Agora réu, Witzel usa rede social para se defender de acusação de corrupção e posta vídeo em skate

Governador afastado do Rio de Janeiro, Wilson Witzel foi às redes sociais para se defender do recebimento, pela Corte Especial do Superior Tribunal de Justiça (STJ), da denúncia de corrupção passiva e lavagem de dinheiro.

Witzel também postou um vídeo em que anda de skate. “Não adianta, ele não cai”, dizia a legenda.Após virar réu, o governador afastado escreveu ter certeza de que será absolvido e que o processo “é meramente político”.

“Infelizmente, o recebimento de denúncia criminal no Brasil ainda se faz com base no princípio do ‘in dúbio pro societat’ [a dúvida favorece a sociedade, não o réu], permitindo-se um processo penal duvidoso e recheado de acusações falhas”, escreveu.

Os ministros também votaram pelo afastamento de Witzel do cargo por mais um ano. Uma decisão do próprio STJ, afastou Witzel no fim de agosto por 180 dias, prazo que acabaria no fim deste mês.
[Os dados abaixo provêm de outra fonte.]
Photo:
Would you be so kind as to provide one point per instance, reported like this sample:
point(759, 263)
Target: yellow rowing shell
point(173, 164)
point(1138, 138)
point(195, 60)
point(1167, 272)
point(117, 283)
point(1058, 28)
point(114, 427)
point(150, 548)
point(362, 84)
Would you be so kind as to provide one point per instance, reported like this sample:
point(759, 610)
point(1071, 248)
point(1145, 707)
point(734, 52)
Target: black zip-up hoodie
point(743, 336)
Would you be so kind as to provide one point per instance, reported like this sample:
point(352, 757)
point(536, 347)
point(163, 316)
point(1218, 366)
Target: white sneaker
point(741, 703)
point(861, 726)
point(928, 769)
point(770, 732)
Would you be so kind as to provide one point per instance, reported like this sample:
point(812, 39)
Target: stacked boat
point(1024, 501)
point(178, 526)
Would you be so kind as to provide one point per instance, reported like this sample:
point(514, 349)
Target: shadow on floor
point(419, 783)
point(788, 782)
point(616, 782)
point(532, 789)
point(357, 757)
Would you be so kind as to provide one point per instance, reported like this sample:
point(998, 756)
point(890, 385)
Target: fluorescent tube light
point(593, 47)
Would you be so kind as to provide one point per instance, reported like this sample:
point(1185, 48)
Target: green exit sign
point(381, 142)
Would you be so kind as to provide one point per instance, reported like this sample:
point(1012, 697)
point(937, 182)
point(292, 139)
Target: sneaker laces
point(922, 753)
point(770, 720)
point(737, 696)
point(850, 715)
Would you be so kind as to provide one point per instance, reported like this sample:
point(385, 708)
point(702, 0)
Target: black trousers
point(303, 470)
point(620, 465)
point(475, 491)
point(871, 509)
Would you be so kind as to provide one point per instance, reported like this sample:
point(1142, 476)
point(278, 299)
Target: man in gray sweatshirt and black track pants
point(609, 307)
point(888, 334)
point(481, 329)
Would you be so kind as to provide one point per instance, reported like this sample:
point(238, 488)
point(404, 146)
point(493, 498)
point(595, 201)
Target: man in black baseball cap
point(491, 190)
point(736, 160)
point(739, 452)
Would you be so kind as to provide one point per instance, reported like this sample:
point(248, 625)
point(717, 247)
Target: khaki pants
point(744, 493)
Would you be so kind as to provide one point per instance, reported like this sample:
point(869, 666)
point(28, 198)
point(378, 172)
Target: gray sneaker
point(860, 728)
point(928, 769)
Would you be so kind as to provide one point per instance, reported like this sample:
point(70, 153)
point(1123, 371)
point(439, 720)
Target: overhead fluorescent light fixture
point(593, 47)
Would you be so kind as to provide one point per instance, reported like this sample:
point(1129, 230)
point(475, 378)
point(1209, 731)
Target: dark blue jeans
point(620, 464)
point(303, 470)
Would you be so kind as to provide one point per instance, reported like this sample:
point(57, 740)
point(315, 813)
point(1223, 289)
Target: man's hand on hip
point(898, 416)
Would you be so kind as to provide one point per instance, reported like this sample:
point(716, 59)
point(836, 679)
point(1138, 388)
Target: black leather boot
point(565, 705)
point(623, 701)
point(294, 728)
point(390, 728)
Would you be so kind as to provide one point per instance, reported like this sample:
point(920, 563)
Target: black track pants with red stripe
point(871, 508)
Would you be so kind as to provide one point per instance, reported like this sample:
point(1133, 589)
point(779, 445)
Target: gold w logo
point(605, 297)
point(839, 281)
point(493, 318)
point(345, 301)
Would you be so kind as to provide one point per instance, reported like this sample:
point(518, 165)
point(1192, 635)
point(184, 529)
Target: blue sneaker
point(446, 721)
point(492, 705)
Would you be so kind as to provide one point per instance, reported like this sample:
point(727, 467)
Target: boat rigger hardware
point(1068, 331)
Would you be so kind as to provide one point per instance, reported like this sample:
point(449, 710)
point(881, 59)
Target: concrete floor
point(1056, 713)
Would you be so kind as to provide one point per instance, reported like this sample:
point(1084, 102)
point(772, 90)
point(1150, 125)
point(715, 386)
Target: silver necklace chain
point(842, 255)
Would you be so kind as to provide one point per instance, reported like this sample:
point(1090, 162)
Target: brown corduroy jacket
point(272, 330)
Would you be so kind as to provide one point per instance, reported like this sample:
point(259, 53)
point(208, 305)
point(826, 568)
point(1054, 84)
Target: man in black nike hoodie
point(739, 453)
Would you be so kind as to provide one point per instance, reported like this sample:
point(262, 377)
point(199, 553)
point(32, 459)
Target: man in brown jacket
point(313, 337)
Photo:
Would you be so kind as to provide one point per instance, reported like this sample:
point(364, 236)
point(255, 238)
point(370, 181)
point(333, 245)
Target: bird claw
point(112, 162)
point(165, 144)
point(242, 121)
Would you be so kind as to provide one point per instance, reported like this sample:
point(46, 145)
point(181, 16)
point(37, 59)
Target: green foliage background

“Ocorre que esses processos causam desgastes irreparáveis de imagem. Anos depois, quando são julgados improcedentes e geram absolvição, a imagem do acusado está irremediavelmente prejudicada”, emendou.

“Este é o caso da denúncia contra mim. Pela minha experiência como magistrado, é desta forma que avalio. Farei minha defesa com a certeza de que serei absolvido. Jamais pratiquei qualquer ato ilícito na minha vida. Este é um processo meramente político contra mim”, concluiu.

Desdobramento da Lava Jato
O governador afastado foi denunciado pelo Ministério Público Federal na operação Tris in Idem, desdobramento da Lava Jato no RJ que apontou corrupção na Saúde do estado.

A suspeita é de que o governador tenha recebido, por intermédio do escritório de advocacia de sua mulher, Helena Witzel, pelo menos R$ 554,2 mil em propina.

A descoberta do esquema criminoso teve início com a apuração de irregularidades na contratação dos hospitais de campanha, respiradores e medicamentos para o enfrentamento da pandemia do coronavírus.

A Procuradoria-Geral da República (PGR) afirma que o governo do RJ estabeleceu um esquema de propina para a contratação emergencial e para liberação de pagamentos a organizações sociais (OSs) que prestam serviços ao governo, especialmente nas áreas de Saúde e Educação.